Ferrell agrees, and also believes that providers need to talk about risks with their patients. She told Romper, "Many women believe a C-section is the worst possible outcome for a birth. Unfortunately, vaginal birth is not without risks. Third and fourth degree tears, and even some second degree tears, can cause incontinence, chronic pain, pelvic floor dysfunction, pelvic organ prolapse, and dyspareunia (pain during sex)."

Courtesy of Steph Montgomery

As for solutions, Ferrell believes providers need to both explain risks and let women decide how to proceed. She adds, "Some women request an elective C-section out of fear of experiencing pelvic floor damage and that is a very fair and valid choice." Also, moms in pain like — like Erin and me — need to be taken seriously by their providers.
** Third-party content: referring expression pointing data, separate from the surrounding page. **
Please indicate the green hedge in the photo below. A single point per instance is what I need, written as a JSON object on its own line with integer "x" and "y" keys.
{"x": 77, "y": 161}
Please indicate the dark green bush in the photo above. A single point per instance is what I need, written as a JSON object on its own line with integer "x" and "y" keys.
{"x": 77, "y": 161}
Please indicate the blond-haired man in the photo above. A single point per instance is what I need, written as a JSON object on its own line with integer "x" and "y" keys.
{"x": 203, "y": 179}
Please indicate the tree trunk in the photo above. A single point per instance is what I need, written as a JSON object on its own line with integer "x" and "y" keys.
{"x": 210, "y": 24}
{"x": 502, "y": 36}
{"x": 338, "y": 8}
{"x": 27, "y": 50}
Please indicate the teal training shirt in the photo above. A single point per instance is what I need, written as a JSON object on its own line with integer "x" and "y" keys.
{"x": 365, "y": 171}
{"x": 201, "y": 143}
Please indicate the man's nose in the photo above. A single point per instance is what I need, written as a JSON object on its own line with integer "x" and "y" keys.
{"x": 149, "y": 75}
Ferrell writes, "When women experience complications, it is important for providers to listen, evaluate their concerns, and refer them to pelvic floor physical therapist or urogynecology specialist."

It's time that we all — providers, pregnant people, and new moms — start talking about the risks of childbirth and our injuries afterward. Women deserve to be prepared, and to know they aren't alone. And providers need to listen when childbirth injuries get in the way of moms living the kind of lives they want to live.

As for me, a few weeks ago I finally saw a physical therapist for my postpartum pain and incontinence issues. I'm not going to lie, it was was super embarrassing. but I'm really glad I did. It turns out that childbirth was pretty traumatic for my pelvic floor, hips, and pubic symphysis joint. I had no idea, but now I have some answers. More importantly, though, I now have a provider who takes me seriously, and some hope that my childbirth injuries will eventually heal.